Grâce à des subventions et des bourses accordées par la région Occitanie et Bpifrance, Terratis a pu rapidement développer sa ferme à insectes. “Le site est organisé en quatre salles principales, qui suivent les étapes du cycle de vie du moustique”, explique dans les colonnes de la Gazette du Midi Clélia Olivia, co-fondatrice et présidente de la start-up.  

“D’abord, la salle de culture des larves, ensuite la chambre dédiée au tri des nymphes, dans laquelle nous séparons les femelles des mâles. La troisième étape se passe dans la salle d’élevage adulte, où nous stérilisons les moustiques masculins en les exposant à des rayonnements ionisants de type rayons X, semblables à ceux utilisés pour stériliser des produits sensibles comme le sang destiné aux transfusions. La dernière étape se passe dans la chambre de tri où nous constituons des lots de moustiques tigres stériles”.  

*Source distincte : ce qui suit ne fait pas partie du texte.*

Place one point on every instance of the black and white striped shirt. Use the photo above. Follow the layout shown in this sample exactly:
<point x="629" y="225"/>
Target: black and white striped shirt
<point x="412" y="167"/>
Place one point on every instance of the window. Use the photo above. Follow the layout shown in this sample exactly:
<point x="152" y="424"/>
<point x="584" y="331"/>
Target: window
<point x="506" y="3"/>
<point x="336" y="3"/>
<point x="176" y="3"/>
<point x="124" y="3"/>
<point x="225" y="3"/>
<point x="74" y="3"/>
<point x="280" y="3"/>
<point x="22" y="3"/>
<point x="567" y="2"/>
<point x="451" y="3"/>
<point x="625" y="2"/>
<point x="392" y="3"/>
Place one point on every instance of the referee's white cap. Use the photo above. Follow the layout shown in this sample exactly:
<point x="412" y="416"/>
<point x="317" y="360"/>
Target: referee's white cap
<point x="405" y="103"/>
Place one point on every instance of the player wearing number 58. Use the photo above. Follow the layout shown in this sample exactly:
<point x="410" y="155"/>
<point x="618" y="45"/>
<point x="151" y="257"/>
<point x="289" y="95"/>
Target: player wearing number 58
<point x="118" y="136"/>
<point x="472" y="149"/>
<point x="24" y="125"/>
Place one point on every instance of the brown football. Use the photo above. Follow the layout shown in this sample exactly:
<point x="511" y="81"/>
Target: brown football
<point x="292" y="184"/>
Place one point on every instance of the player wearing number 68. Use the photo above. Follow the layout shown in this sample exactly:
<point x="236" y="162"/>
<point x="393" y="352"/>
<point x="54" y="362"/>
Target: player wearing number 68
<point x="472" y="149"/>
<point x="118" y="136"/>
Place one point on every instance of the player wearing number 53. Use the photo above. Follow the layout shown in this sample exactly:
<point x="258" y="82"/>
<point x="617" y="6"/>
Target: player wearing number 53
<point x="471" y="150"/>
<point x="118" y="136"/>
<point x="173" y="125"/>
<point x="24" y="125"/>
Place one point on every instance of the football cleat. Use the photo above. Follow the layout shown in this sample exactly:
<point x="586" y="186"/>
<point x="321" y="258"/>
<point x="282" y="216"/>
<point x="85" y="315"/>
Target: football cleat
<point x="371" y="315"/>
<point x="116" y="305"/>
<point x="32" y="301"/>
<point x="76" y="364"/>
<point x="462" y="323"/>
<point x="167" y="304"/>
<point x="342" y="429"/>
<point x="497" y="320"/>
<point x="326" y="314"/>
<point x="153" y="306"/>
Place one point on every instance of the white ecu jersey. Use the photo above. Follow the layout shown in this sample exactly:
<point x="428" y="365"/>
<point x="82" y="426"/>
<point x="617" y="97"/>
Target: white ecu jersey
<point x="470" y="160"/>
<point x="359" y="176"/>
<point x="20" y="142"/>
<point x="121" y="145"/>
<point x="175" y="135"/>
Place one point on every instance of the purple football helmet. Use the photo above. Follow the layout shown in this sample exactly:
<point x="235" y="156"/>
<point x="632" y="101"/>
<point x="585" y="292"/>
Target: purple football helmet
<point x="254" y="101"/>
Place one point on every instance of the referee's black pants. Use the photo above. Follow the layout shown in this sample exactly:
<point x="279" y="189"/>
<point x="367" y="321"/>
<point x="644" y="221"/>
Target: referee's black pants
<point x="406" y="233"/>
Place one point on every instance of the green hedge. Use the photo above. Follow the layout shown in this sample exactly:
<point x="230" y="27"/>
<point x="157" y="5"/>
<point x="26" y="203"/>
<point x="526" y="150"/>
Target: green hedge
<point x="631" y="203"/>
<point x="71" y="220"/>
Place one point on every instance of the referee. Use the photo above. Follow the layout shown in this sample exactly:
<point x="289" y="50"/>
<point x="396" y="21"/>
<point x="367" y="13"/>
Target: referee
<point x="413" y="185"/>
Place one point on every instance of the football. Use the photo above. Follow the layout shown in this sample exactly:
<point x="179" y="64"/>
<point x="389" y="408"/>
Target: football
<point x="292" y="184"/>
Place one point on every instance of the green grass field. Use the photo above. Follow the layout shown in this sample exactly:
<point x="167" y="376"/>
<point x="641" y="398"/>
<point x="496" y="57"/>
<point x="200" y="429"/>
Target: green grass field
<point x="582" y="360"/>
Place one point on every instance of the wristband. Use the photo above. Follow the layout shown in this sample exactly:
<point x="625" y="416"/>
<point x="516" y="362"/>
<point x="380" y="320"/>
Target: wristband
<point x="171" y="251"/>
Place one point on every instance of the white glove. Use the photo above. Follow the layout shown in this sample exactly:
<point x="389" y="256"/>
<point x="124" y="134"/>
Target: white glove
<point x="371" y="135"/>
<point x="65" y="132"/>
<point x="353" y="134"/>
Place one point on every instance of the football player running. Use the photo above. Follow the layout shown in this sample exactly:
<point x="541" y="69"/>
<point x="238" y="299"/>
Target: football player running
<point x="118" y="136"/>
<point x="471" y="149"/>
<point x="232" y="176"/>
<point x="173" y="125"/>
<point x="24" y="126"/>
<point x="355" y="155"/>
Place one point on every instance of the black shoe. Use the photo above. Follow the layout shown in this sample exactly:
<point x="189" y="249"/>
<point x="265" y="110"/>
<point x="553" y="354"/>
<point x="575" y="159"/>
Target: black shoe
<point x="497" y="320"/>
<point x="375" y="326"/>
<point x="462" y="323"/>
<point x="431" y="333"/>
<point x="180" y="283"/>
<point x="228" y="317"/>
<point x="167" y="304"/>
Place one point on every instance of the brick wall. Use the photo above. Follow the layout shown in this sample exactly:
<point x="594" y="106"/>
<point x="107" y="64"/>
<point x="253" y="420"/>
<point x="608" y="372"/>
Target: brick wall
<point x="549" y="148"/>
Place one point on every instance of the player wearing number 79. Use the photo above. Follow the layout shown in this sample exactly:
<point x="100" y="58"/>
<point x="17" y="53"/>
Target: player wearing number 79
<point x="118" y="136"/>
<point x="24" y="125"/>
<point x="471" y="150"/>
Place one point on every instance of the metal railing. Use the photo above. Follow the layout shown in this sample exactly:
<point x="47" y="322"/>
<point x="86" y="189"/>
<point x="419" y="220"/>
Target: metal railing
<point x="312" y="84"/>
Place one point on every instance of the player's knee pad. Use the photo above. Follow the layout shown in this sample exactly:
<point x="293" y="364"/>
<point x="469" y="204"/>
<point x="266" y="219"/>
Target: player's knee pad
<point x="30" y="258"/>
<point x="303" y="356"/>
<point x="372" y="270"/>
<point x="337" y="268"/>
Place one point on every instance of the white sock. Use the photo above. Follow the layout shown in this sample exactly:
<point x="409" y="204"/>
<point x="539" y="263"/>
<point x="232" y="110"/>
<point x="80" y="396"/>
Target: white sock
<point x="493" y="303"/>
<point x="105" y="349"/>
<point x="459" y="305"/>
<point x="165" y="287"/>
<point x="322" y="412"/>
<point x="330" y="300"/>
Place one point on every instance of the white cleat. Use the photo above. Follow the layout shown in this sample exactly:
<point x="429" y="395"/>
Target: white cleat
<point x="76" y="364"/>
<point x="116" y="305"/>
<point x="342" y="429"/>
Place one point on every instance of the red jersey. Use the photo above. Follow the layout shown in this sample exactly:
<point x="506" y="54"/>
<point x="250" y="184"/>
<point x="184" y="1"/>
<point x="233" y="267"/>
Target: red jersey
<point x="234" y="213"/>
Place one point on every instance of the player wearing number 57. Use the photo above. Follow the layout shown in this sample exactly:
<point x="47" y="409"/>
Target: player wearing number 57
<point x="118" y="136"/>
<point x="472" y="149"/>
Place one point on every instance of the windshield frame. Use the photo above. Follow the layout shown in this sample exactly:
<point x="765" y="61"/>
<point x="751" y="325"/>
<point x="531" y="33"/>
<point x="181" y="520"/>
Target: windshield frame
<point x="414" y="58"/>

Le fruit de 15 ans de recherches 

La méthode TIS appliquée au moustique tigre est le résultat de plus de 15 ans de recherches : elle est développée depuis 2009 par l’Institut de recherche pour le développement (IRD) et ses partenaires à La Réunion, un territoire où le moustique tigre prolifère depuis longtemps. C’est d’ailleurs là-bas que Clélia Olivia, alors doctorante, a découvert ce procédé. 

Arrivé dans le sud de la France métropolitaine en 2004, le moustique tigre est désormais présent sur la quasi-totalité du territoire : au 1er janvier 2025, 81 départements sur 96 étaient colonisés. Une progression vers le Nord favorisée par le changement climatique

© Ministère du travail, de la santé, des solidarités et des familles

Si la technologie TIS ne permettra pas de stopper complètement la prolifération du moustique, les chercheurs estiment néanmoins qu’elle représente un moyen de lutte efficace. “Les travaux effectués sur la TIS à La Réunion nous invitent à considérer cette technique comme un ajout complémentaire décisif à une boîte à outils devenue incontournable pour le contrôle des moustiques responsables de la transmission des agents pathogènes responsables de la dengue ou du chikungunya”, souligne dans un communiqué Dr. Louis Clément Gouagna, entomologiste médical à l’IRD et coordonnateur du programme TIS à La Réunion. 

À Brive, où l’expérimentation doit se poursuivre jusqu’à la fin du mois d’octobre, la municipalité appellent également les habitants à ne pas compter uniquement sur cette technique et recommande de continuer à respecter les gestes de précaution complémentaires.